National Purple Heart Day

Lois A. Schaefer, State Americanism Chairman

Department of North Dakota VFW Auxiliary

National Purple Heart Day is celebrated on Aug. 7. The Purple Heart is our country’s oldest medal that is still awarded to members of our military.

The Purple Heart’s first predecessor was created by the Continental Congress in 1780 and was called the Fidelity Medallion. It was only awarded to three soldiers and never bestowed again, so it is thought of more as a commemorative, and the Badge of Military Merit considered to be the first U.S. military decoration.

The Badge of Military Merit was created by General George Washington on Aug. 7, 1782, to recognize brave soldiers of the Revolutionary War. Originally, the medal was a heart-shaped piece of cloth and was awarded for bravery, fidelity, and good conduct.
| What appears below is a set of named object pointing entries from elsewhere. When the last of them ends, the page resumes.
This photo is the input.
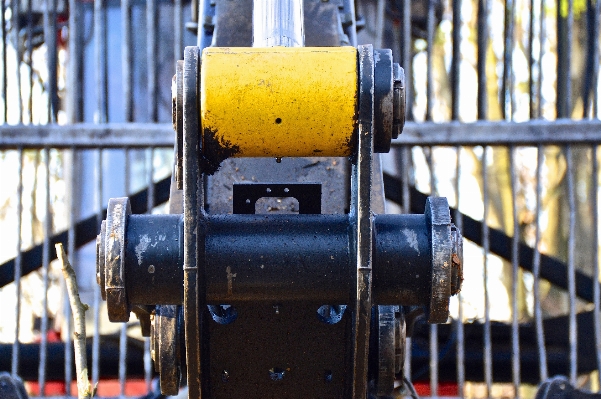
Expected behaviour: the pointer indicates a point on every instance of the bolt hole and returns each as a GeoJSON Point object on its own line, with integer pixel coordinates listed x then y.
{"type": "Point", "coordinates": [277, 374]}
{"type": "Point", "coordinates": [225, 376]}
{"type": "Point", "coordinates": [223, 314]}
{"type": "Point", "coordinates": [331, 314]}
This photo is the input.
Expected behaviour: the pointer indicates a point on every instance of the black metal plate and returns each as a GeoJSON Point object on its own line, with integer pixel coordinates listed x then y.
{"type": "Point", "coordinates": [308, 196]}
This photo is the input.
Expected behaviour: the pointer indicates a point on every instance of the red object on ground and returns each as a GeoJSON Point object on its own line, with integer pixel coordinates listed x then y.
{"type": "Point", "coordinates": [444, 388]}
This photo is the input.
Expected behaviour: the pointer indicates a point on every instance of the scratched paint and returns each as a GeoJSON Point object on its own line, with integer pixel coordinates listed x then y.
{"type": "Point", "coordinates": [411, 237]}
{"type": "Point", "coordinates": [142, 247]}
{"type": "Point", "coordinates": [230, 280]}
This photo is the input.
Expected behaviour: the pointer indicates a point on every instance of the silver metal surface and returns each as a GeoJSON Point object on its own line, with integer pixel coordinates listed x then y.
{"type": "Point", "coordinates": [538, 315]}
{"type": "Point", "coordinates": [278, 23]}
{"type": "Point", "coordinates": [458, 218]}
{"type": "Point", "coordinates": [515, 334]}
{"type": "Point", "coordinates": [485, 251]}
{"type": "Point", "coordinates": [45, 268]}
{"type": "Point", "coordinates": [596, 287]}
{"type": "Point", "coordinates": [18, 259]}
{"type": "Point", "coordinates": [144, 135]}
{"type": "Point", "coordinates": [573, 335]}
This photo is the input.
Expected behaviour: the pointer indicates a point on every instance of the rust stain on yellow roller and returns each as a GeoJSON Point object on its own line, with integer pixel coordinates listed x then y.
{"type": "Point", "coordinates": [278, 102]}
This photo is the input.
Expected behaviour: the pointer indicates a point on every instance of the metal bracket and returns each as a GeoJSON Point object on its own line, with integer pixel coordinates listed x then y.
{"type": "Point", "coordinates": [308, 196]}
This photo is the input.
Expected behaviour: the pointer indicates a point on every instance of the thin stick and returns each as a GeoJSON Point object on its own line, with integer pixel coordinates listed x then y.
{"type": "Point", "coordinates": [84, 388]}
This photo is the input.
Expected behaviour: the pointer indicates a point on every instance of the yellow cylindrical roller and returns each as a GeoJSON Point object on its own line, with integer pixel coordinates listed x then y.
{"type": "Point", "coordinates": [278, 102]}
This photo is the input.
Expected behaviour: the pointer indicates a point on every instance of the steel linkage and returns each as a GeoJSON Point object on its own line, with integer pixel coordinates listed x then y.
{"type": "Point", "coordinates": [283, 305]}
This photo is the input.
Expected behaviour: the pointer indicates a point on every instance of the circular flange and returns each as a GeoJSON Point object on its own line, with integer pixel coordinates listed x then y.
{"type": "Point", "coordinates": [438, 219]}
{"type": "Point", "coordinates": [118, 212]}
{"type": "Point", "coordinates": [383, 100]}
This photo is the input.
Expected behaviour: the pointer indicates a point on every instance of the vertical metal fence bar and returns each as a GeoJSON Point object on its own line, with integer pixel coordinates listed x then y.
{"type": "Point", "coordinates": [380, 11]}
{"type": "Point", "coordinates": [568, 55]}
{"type": "Point", "coordinates": [18, 262]}
{"type": "Point", "coordinates": [45, 267]}
{"type": "Point", "coordinates": [541, 52]}
{"type": "Point", "coordinates": [595, 80]}
{"type": "Point", "coordinates": [178, 29]}
{"type": "Point", "coordinates": [126, 74]}
{"type": "Point", "coordinates": [591, 54]}
{"type": "Point", "coordinates": [50, 32]}
{"type": "Point", "coordinates": [433, 327]}
{"type": "Point", "coordinates": [75, 81]}
{"type": "Point", "coordinates": [406, 58]}
{"type": "Point", "coordinates": [430, 42]}
{"type": "Point", "coordinates": [515, 281]}
{"type": "Point", "coordinates": [30, 58]}
{"type": "Point", "coordinates": [100, 51]}
{"type": "Point", "coordinates": [96, 338]}
{"type": "Point", "coordinates": [485, 252]}
{"type": "Point", "coordinates": [151, 59]}
{"type": "Point", "coordinates": [15, 9]}
{"type": "Point", "coordinates": [123, 330]}
{"type": "Point", "coordinates": [456, 60]}
{"type": "Point", "coordinates": [4, 64]}
{"type": "Point", "coordinates": [596, 288]}
{"type": "Point", "coordinates": [564, 59]}
{"type": "Point", "coordinates": [74, 114]}
{"type": "Point", "coordinates": [538, 316]}
{"type": "Point", "coordinates": [481, 57]}
{"type": "Point", "coordinates": [460, 333]}
{"type": "Point", "coordinates": [507, 83]}
{"type": "Point", "coordinates": [573, 336]}
{"type": "Point", "coordinates": [72, 256]}
{"type": "Point", "coordinates": [531, 93]}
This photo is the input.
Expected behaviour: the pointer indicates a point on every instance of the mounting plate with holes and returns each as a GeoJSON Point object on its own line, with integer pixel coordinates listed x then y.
{"type": "Point", "coordinates": [308, 196]}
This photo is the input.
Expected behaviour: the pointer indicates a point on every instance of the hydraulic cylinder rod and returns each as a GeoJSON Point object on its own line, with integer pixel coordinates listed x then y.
{"type": "Point", "coordinates": [281, 258]}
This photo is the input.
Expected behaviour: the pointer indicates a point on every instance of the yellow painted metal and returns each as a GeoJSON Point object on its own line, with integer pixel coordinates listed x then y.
{"type": "Point", "coordinates": [279, 101]}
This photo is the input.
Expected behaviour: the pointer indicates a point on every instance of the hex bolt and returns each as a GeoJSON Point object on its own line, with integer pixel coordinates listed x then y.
{"type": "Point", "coordinates": [398, 98]}
{"type": "Point", "coordinates": [277, 374]}
{"type": "Point", "coordinates": [225, 376]}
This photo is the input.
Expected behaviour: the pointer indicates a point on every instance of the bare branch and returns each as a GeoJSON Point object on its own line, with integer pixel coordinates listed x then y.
{"type": "Point", "coordinates": [84, 388]}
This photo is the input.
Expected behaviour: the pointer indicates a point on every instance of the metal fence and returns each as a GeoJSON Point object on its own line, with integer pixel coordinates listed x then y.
{"type": "Point", "coordinates": [85, 101]}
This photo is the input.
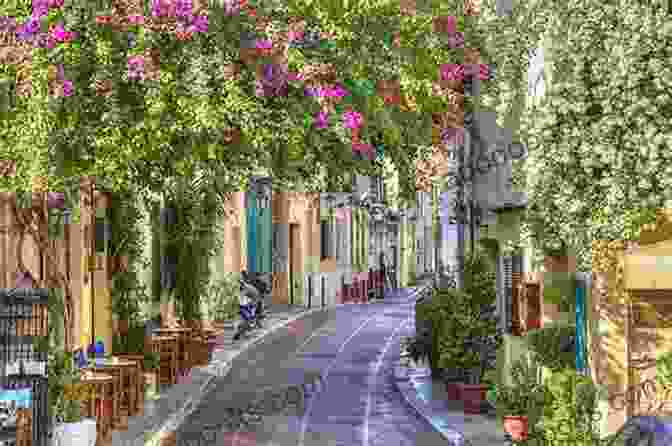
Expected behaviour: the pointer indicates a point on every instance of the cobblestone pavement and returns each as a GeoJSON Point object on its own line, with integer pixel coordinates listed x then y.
{"type": "Point", "coordinates": [327, 379]}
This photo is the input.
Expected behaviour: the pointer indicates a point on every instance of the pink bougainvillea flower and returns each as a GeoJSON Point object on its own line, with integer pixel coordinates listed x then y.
{"type": "Point", "coordinates": [40, 8]}
{"type": "Point", "coordinates": [321, 120]}
{"type": "Point", "coordinates": [263, 44]}
{"type": "Point", "coordinates": [55, 200]}
{"type": "Point", "coordinates": [456, 40]}
{"type": "Point", "coordinates": [24, 280]}
{"type": "Point", "coordinates": [352, 119]}
{"type": "Point", "coordinates": [337, 91]}
{"type": "Point", "coordinates": [67, 88]}
{"type": "Point", "coordinates": [136, 19]}
{"type": "Point", "coordinates": [445, 24]}
{"type": "Point", "coordinates": [365, 150]}
{"type": "Point", "coordinates": [58, 32]}
{"type": "Point", "coordinates": [103, 19]}
{"type": "Point", "coordinates": [292, 76]}
{"type": "Point", "coordinates": [484, 72]}
{"type": "Point", "coordinates": [136, 67]}
{"type": "Point", "coordinates": [201, 23]}
{"type": "Point", "coordinates": [452, 71]}
{"type": "Point", "coordinates": [295, 35]}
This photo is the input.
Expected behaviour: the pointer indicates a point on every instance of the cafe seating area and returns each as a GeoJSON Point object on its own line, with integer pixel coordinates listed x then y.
{"type": "Point", "coordinates": [119, 380]}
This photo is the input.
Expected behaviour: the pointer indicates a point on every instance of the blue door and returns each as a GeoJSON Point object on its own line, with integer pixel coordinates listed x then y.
{"type": "Point", "coordinates": [251, 231]}
{"type": "Point", "coordinates": [581, 364]}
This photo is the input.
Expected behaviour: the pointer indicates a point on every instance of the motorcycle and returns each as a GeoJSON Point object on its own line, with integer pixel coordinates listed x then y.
{"type": "Point", "coordinates": [251, 304]}
{"type": "Point", "coordinates": [262, 285]}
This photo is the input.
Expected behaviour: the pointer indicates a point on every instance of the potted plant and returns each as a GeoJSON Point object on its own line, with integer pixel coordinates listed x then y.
{"type": "Point", "coordinates": [417, 347]}
{"type": "Point", "coordinates": [131, 346]}
{"type": "Point", "coordinates": [66, 395]}
{"type": "Point", "coordinates": [510, 400]}
{"type": "Point", "coordinates": [151, 365]}
{"type": "Point", "coordinates": [515, 402]}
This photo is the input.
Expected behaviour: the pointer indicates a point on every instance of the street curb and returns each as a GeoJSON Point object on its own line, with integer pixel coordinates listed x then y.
{"type": "Point", "coordinates": [175, 420]}
{"type": "Point", "coordinates": [403, 386]}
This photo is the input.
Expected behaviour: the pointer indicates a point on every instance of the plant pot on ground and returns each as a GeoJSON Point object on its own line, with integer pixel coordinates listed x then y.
{"type": "Point", "coordinates": [515, 402]}
{"type": "Point", "coordinates": [452, 378]}
{"type": "Point", "coordinates": [472, 391]}
{"type": "Point", "coordinates": [66, 394]}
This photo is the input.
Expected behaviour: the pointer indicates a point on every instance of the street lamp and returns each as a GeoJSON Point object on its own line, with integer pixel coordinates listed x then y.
{"type": "Point", "coordinates": [263, 193]}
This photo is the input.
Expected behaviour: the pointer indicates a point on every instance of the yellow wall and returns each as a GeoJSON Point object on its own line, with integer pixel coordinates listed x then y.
{"type": "Point", "coordinates": [649, 267]}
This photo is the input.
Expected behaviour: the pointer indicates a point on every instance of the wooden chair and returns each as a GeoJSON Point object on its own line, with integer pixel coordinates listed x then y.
{"type": "Point", "coordinates": [166, 347]}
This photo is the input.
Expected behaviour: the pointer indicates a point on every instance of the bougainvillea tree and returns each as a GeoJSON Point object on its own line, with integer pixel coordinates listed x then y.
{"type": "Point", "coordinates": [599, 140]}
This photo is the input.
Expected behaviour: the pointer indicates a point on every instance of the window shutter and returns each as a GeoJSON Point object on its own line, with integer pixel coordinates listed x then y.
{"type": "Point", "coordinates": [516, 288]}
{"type": "Point", "coordinates": [324, 232]}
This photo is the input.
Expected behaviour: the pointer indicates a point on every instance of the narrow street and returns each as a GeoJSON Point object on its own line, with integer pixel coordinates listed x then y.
{"type": "Point", "coordinates": [340, 362]}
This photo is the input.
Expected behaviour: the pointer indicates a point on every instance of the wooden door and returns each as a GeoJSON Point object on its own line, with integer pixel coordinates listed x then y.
{"type": "Point", "coordinates": [295, 256]}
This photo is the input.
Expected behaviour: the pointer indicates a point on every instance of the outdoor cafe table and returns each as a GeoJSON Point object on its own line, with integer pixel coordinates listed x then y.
{"type": "Point", "coordinates": [128, 372]}
{"type": "Point", "coordinates": [162, 345]}
{"type": "Point", "coordinates": [105, 388]}
{"type": "Point", "coordinates": [182, 334]}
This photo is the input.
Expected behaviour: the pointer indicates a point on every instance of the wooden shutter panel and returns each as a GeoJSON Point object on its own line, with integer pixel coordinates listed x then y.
{"type": "Point", "coordinates": [512, 266]}
{"type": "Point", "coordinates": [324, 242]}
{"type": "Point", "coordinates": [533, 306]}
{"type": "Point", "coordinates": [506, 272]}
{"type": "Point", "coordinates": [516, 285]}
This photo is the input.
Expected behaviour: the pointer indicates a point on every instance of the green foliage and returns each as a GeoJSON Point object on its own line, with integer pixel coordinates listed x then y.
{"type": "Point", "coordinates": [418, 347]}
{"type": "Point", "coordinates": [597, 140]}
{"type": "Point", "coordinates": [194, 238]}
{"type": "Point", "coordinates": [664, 370]}
{"type": "Point", "coordinates": [569, 410]}
{"type": "Point", "coordinates": [133, 343]}
{"type": "Point", "coordinates": [524, 396]}
{"type": "Point", "coordinates": [480, 278]}
{"type": "Point", "coordinates": [127, 239]}
{"type": "Point", "coordinates": [546, 343]}
{"type": "Point", "coordinates": [65, 391]}
{"type": "Point", "coordinates": [455, 318]}
{"type": "Point", "coordinates": [152, 361]}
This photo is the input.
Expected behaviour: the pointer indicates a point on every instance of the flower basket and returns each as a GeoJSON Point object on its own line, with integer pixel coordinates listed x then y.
{"type": "Point", "coordinates": [517, 427]}
{"type": "Point", "coordinates": [81, 433]}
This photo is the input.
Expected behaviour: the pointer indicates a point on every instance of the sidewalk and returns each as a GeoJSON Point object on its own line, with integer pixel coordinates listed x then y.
{"type": "Point", "coordinates": [177, 401]}
{"type": "Point", "coordinates": [428, 397]}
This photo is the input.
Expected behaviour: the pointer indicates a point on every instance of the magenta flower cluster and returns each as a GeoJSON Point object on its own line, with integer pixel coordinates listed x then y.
{"type": "Point", "coordinates": [183, 9]}
{"type": "Point", "coordinates": [452, 72]}
{"type": "Point", "coordinates": [136, 67]}
{"type": "Point", "coordinates": [352, 119]}
{"type": "Point", "coordinates": [337, 91]}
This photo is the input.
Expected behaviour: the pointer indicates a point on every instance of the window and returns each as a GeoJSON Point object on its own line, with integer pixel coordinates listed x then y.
{"type": "Point", "coordinates": [326, 239]}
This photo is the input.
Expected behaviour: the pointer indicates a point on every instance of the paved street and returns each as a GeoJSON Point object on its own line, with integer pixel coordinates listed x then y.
{"type": "Point", "coordinates": [324, 380]}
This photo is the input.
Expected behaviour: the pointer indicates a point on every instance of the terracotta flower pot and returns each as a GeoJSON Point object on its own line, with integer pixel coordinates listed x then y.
{"type": "Point", "coordinates": [473, 396]}
{"type": "Point", "coordinates": [453, 390]}
{"type": "Point", "coordinates": [122, 326]}
{"type": "Point", "coordinates": [516, 426]}
{"type": "Point", "coordinates": [151, 383]}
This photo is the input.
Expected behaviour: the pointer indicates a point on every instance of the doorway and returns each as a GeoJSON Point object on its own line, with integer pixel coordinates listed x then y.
{"type": "Point", "coordinates": [295, 255]}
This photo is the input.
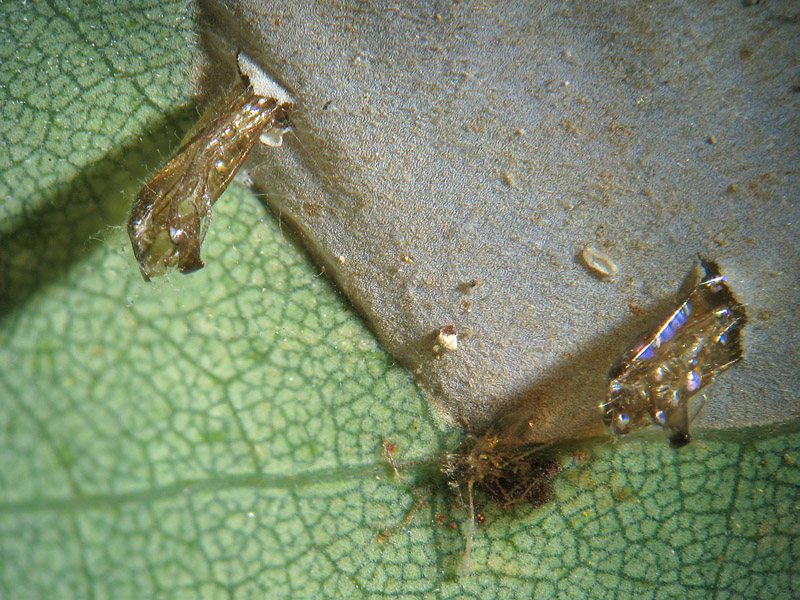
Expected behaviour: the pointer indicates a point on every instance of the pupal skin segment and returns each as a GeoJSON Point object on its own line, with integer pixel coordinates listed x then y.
{"type": "Point", "coordinates": [660, 373]}
{"type": "Point", "coordinates": [170, 216]}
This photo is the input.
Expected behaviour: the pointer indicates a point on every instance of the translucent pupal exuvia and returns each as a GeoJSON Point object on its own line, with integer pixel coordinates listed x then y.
{"type": "Point", "coordinates": [171, 214]}
{"type": "Point", "coordinates": [658, 374]}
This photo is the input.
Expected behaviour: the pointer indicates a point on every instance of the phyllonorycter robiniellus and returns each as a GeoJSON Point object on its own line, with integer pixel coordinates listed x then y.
{"type": "Point", "coordinates": [651, 384]}
{"type": "Point", "coordinates": [170, 216]}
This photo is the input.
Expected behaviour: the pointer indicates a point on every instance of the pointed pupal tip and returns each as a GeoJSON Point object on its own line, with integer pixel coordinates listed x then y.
{"type": "Point", "coordinates": [263, 85]}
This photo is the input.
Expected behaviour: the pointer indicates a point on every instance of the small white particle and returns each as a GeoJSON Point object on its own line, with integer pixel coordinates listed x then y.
{"type": "Point", "coordinates": [447, 338]}
{"type": "Point", "coordinates": [263, 84]}
{"type": "Point", "coordinates": [599, 261]}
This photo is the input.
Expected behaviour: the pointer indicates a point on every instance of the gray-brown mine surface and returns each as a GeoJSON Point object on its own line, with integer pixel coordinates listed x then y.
{"type": "Point", "coordinates": [452, 161]}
On Feb. 22, 1932, the 200th Anniversary of George Washington’s birth, thanks to the work of Army General Douglas MacArthur, the Badge of Military Merit was revived and the new award was called the Purple Heart. The Purple Heart medal is still heart-shaped, purple and gold, and portrays the image of George Washington. In 1942, President Franklin Roosevelt and the War Department further defined and expanded its eligibility qualifications. The Purple Heart is now awarded to members of all branches of military service for meritorious performance of duty, who have been wounded, died in captivity as a POW, or killed as a result of enemy action.

In rare instances the medal has been awarded to animals holding military rank serving our country in time of war, just like our military members. Two animals that received the Purple Heart are a horse named Sergeant Reckless and a dog named Sergeant Stubby.

More than 1.9 million Purple Heart medals have been awarded, of which more than 1 million were awarded during World War II.